1. Silica is crucial to terrestrial plant life and geochemical cycling on Earth. It is also implicated in the evolution of mammalian teeth, but there is debate over which type of siliceous particle has exerted the strongest selective pressure on tooth morphology.

2. Debate revolves around the amorphous silica bodies (phytoliths) in plants and forms of siliceous grit––i.e., crystalline quartz (sand, soil, dust)––on plant surfaces. The problem is that conventional measures of silica often quantify both particle types simultaneously.
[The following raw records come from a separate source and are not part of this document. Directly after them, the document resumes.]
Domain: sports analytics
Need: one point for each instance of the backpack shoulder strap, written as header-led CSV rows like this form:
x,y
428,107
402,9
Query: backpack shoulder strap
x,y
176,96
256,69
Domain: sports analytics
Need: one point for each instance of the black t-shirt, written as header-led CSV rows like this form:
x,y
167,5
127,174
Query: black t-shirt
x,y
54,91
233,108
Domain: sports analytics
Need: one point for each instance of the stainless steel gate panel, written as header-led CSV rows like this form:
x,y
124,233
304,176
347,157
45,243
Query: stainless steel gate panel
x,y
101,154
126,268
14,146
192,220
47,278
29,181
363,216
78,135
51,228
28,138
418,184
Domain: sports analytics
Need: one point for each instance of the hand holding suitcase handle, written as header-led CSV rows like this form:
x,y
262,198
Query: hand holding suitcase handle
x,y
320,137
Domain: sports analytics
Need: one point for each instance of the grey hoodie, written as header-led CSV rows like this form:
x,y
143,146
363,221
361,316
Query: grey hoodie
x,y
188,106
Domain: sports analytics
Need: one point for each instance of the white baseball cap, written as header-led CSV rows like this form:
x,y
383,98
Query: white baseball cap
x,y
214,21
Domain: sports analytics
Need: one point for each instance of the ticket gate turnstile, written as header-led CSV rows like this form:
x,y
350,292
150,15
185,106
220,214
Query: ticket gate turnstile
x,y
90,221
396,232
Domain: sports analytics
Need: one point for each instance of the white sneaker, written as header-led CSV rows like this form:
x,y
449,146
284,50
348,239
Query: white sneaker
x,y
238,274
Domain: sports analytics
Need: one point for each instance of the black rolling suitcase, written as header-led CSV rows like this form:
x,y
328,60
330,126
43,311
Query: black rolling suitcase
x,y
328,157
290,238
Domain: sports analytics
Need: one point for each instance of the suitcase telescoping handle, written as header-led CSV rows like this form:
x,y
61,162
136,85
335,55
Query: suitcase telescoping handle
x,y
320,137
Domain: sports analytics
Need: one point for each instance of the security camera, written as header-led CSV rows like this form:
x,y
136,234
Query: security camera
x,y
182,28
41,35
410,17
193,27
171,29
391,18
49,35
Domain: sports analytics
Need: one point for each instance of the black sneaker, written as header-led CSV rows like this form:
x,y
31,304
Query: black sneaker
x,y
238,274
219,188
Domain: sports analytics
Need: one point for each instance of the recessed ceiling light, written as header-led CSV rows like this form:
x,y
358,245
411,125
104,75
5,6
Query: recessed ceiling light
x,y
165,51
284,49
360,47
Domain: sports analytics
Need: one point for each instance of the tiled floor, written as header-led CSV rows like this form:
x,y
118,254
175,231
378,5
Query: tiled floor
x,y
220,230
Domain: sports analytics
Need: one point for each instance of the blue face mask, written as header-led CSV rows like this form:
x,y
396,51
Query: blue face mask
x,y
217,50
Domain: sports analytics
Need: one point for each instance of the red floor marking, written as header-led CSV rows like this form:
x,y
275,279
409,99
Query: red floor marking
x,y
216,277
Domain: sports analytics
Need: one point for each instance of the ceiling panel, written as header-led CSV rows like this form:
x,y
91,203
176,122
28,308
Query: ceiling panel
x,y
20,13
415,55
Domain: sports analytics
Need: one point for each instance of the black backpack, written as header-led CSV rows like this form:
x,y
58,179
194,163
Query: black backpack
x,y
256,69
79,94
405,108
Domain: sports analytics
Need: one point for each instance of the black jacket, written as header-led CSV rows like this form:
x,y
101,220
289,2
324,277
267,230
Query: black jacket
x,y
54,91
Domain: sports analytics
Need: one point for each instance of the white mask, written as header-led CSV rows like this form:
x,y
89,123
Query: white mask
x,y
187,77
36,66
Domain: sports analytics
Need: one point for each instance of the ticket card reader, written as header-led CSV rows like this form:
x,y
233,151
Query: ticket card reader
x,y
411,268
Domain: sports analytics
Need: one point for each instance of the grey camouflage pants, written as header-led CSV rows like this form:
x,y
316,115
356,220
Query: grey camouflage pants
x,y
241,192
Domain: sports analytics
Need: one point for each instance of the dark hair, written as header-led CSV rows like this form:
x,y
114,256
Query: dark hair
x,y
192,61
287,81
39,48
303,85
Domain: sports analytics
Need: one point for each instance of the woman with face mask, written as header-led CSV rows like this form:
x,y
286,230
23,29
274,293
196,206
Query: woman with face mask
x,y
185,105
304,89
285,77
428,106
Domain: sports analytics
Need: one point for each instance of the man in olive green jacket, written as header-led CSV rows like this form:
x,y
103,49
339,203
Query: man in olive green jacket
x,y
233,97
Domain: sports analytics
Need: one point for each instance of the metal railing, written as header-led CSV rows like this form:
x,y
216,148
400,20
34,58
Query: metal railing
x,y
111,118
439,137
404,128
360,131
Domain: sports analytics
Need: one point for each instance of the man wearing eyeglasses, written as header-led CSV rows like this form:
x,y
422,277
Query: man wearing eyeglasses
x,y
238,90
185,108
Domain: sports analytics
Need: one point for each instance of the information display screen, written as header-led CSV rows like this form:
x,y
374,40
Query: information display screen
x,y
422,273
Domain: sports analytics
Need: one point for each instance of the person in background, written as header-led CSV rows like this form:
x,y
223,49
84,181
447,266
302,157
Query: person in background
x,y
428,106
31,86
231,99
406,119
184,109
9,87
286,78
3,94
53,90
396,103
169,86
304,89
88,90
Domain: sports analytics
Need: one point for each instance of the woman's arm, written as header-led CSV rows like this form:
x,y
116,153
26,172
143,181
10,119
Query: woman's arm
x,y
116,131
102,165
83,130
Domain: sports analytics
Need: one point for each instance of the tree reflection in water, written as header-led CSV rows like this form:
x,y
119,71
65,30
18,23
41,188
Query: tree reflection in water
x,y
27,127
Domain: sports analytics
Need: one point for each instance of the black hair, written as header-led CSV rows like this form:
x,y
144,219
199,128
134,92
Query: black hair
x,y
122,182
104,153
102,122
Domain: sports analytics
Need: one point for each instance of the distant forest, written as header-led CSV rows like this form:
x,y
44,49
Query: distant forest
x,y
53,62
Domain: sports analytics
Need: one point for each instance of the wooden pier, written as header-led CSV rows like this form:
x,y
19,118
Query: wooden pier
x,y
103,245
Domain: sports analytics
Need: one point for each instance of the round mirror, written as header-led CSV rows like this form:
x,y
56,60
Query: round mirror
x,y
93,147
3. Here we describe a protocol that relies on heavy-liquid flotation to separate and quantify siliceous particulate matter in the diets of herbivores. The method is reproducible and well-suited to detecting species- or population-level differences in silica ingestion. In addition, we detected meaningful variation within the digestive tracts of cows, an outcome that supports the premise of ruminal fluid ‘washing’ of siliceous grit.

4. We used bootstrap resampling to estimate the sample sizes needed to compare species, populations, or individuals in space and time. We found that a minimum sample of 12 individuals is necessary if the species is a browser or as many as 55 if the species is a grazer, which are more variable. But a sample size of 20 is adequate for detecting statistical differences. We conclude by suggesting that our protocol for differentiating and quantifying silica holds promise for testing competing hypotheses on the evolution of dental traits.